Recordado en justicia el juicio de la jerarquía eclesiástica de entonces, está fuera de lugar disculpar los crímenes extra bélicos de los unos por los crímenes extra bélicos de los otros: una guerra es un enfrentamiento de personas armadas sin otra motivación que la de vencer al otro, aun a costa de arrebatarle la vida; lo criminal sería el iniciar y mantener una guerra por puro capricho o irracional instinto animal. Quiere ello decir que en las guerras, la destrucción y muerte, contrarias siempre a los designios de Dios y solo justificables cuando la defensa de un bien superior requiere el uso de proporcionados y contundentes ataques, nunca pueden ser un fin en sí sino una desgraciada etapa a superar sin dejar de actuar como seres humanos llamados a amarse los unos a los otros.
Desde esa óptica sobran las innecesarias represalias y también la estúpida conclusión de que los únicos buenos son los vencedores. ¿Anatematizaré al nieto porque el abuelo no luchó en el bando de los que se decían católicos? ¿Repudiaré lo católico porque católico decía ser el que, en acto más o menos encuadrado en una inevitable guerra, mató o mandó matar a mi padre o abuelo?
Es tiempo de señalar sin equívocos que lo católico nada tiene que ver con los odios desencadenados entre “azules” y “rojos”, militando ellos en una o en la otra facción, apodadas con simplona elocuencia la España Negra y la España Roja. ¿No se hace necesario abogar por una España con raíces en lo auténticamente cristiano, eso mismo que venía a decir Mario Moreno, el genial “Cantinflas”, en una de sus enjundiosas películas cuando se lamentaba de que el mandamiento de “amaos los unos a los otros” fuera torticeramente traducido por “armaos los unos contra los otros”?.

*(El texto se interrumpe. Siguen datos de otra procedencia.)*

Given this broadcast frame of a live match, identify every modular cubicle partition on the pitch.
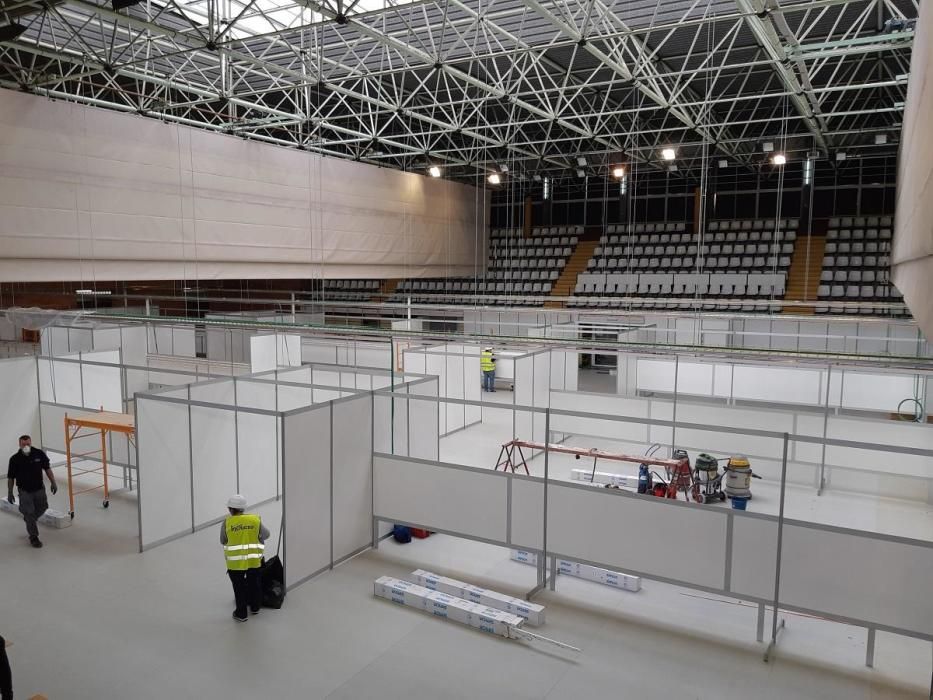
[373,396,933,676]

En este punto, bueno es el recordar a todos y a cada uno de los que, en política no se conforman con medias verdades porque buscan una verdad sin convencionales disfraces: «Se os reconocerá como discípulos míos porque os amáis unos a otros» (Jn 13,35), «Porque tuve hambre y me disteis de comer; tuve sed y me distéis de beber; era forastero y me acogisteis, estaba desnudo y me vestisteis; enfermo y me visitasteis; en la cárcel y vinisteis a verme». (Mt 25,35) o «Habéis sido comprados a un alto precio: no os hagáis esclavos de los hombre» (1 Co 7,23 ).
Frente al batiburrillo de los fundamentalismos ideológicos de uno u otro signo político, contamos los católicos con esta referencia de insuperable sentido común: «sed prudentes como serpientes y sencillos como palomas» (Mt 10,16).